A Director, 2 Actresses - And A Film On Working Moms -- Savoca Enlists Jean-Baptiste, Perez For `24 Hour Woman'

For her performance as Brenda Blethyn's unexpected British daughter in Mike Leigh's "Secrets and Lies," Marianne Jean-Baptiste earned a supporting-actress Oscar nomination.

Since then, this London native has played a number of American parts, most notably in last year's Eric Stoltz comedy, "Mr. Jealousy," and in Nancy Savoca's "The 24 Hour Woman," in which she co-stars with another recent supporting-actress Oscar nominee, Rosie Perez ("Fearless").

In Savoca's movie, which opens here today, the actresses play mothers who co-produce a New York television talk show while trying to satisfy their husbands and babies.

Jean-Baptiste, who followed up her acting job in "Secrets and Lies" by composing the jazz score for Leigh's "Career Girls," thinks she has so little trouble with changing nationalities because she's musically inclined.

"I think probably it's because I've got an ear for music, an ear for accents," she said by phone from a New York hotel. "People say there's a standard American accent, but is there?

"I like to be specific, to find what people in Queens and the Bronx sound like. It's sort of like a hobby, like a thrill. I went to Queens and talked to people. Shopping is the best place to do it. I talk to the sales staff, try stuff on. That's when you really hear what they're like."

A veteran of the independent film scene, Savoca hasn't been able to get a film financed since "Household Saints" (1993), but she did attract Perez and Jean-Baptiste, largely on the basis of her record as a director of strong women's pictures ("True Love," the filmed-in-Seattle "Dogfight").

"Seeing her films, and having the chance to work with Rosie, made me want to do it," said Jean-Baptiste. "And I hadn't seen a story like this, with parenthood shown from this perspective. It's kind of sending up things like `Three Men and a Baby' and `Baby Boom,' which are coming from a different place."

Jean-Baptiste was actually pregnant during the filming. Her daughter is now nine months old; she could be heard quite plainly in the background on the phone. From time to time, the actress interrupted the interview to take care of her. It could have been a scene from the movie, in which her character is constantly trying to balance career and motherhood.

"But I tried not to take pointers from the script," she laughed. The two mothers get pretty stressed-out during the course of the film.

"Characteristically I tend not to get frenzied," said Jean-Baptiste. "I tend to be quite sort of calm about things, though when I see my daughter with a piece of paper or tissue, or just about to swallow something, or just about to reach for a pair of scissors, I run as fast as I can. Sometimes I frighten her."

In the movie, there's a big contrast between Perez's character, Grace, who is pregnant with her first child, and Jean-Baptiste's Madeline, who has children and a husband, Roy (Wendell Pierce), who takes care of the kids. Grace's husband, Eddie (Diego Serrano), is too busy and ambitious to be much help.

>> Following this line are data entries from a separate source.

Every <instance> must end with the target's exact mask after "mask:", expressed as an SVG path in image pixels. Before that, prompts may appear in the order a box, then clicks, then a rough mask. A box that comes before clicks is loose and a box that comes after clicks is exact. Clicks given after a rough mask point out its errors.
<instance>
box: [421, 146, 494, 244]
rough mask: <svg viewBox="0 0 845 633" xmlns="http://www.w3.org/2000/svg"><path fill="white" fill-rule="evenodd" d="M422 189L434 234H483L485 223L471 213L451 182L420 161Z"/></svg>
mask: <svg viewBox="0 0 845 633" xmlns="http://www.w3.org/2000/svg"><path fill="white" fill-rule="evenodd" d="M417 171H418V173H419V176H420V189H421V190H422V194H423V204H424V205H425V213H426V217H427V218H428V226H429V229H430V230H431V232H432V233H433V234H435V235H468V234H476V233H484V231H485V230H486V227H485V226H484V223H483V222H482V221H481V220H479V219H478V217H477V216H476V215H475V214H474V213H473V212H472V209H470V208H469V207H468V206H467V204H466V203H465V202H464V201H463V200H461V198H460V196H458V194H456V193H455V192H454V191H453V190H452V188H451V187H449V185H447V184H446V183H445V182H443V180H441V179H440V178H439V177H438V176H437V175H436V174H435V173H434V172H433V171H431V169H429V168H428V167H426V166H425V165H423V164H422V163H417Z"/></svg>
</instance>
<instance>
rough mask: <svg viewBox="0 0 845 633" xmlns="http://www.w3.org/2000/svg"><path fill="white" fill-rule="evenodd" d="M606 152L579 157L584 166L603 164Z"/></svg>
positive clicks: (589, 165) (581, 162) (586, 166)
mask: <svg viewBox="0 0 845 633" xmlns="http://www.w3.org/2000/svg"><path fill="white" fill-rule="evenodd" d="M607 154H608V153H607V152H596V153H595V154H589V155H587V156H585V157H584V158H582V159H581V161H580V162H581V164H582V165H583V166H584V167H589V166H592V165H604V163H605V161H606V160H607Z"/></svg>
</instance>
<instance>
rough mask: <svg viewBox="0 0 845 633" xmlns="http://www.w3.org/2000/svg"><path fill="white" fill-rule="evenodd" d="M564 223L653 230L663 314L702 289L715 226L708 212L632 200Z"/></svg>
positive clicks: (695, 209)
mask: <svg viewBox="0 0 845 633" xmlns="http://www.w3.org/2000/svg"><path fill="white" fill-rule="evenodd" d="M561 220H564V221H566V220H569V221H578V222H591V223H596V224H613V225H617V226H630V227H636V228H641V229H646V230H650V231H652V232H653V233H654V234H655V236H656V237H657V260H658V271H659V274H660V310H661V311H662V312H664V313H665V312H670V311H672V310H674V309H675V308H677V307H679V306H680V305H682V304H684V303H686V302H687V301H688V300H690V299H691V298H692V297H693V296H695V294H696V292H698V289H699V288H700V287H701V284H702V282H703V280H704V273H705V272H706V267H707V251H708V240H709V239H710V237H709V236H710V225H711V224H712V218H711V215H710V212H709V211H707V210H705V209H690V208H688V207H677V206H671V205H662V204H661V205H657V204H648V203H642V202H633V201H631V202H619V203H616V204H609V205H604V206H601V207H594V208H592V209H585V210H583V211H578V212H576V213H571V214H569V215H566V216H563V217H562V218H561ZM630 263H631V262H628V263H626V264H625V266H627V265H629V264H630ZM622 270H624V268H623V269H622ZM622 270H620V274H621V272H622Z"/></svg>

"Madeline is there basically to serve and support Grace," said Jean-Baptiste. "I think the difference between the marriages is that Madeline and Roy's is a longer marriage, and they talk a lot. They talk more than Grace and Eddie. That's very important."

One reason Jean-Baptiste and her screen husband look so comfortable together: they got acquainted during the filming.

"We went out, had dinner, talked a lot," she said. "He'd done a lot of theater, and so had I." Although not much of the script was improvised, "some of it just came when Wendell and I started working together."

Not all of Jean-Baptiste's completed films have been given this kind of release. "How to Make the Cruelest Month" was screened at last year's Seattle International Film Festival ("it hasn't found a home yet," she said), and "Murder of Crows," co-starring Cuba Gooding Jr., made its debut on cable this month. "The Man" and "The Murder of Stephen Lawrence" could also turn up at any time.

She's starring next in "New Year's Day," a London-based film about a counselor who works with two men who have made a suicide pact.

All of Jean-Baptiste's film work has been very different from her movie debut in "Secrets and Lies," which, like all Leigh films, began without a script. Even a director as independent as Savoca begins to seem normal compared to his methods.

"Basically she works in a very conventional type of way, talking about character, rehearsing before shooting, etc.," said Jean-Baptiste. "We just got on with it. She's very sort of hands-on, asking how we felt about scenes, if we felt anything was wrong.

"She was very open to discussing and changing things. She'd say it's yours now, feel free to do your thing basically - which is really the sort of freedom you need to work."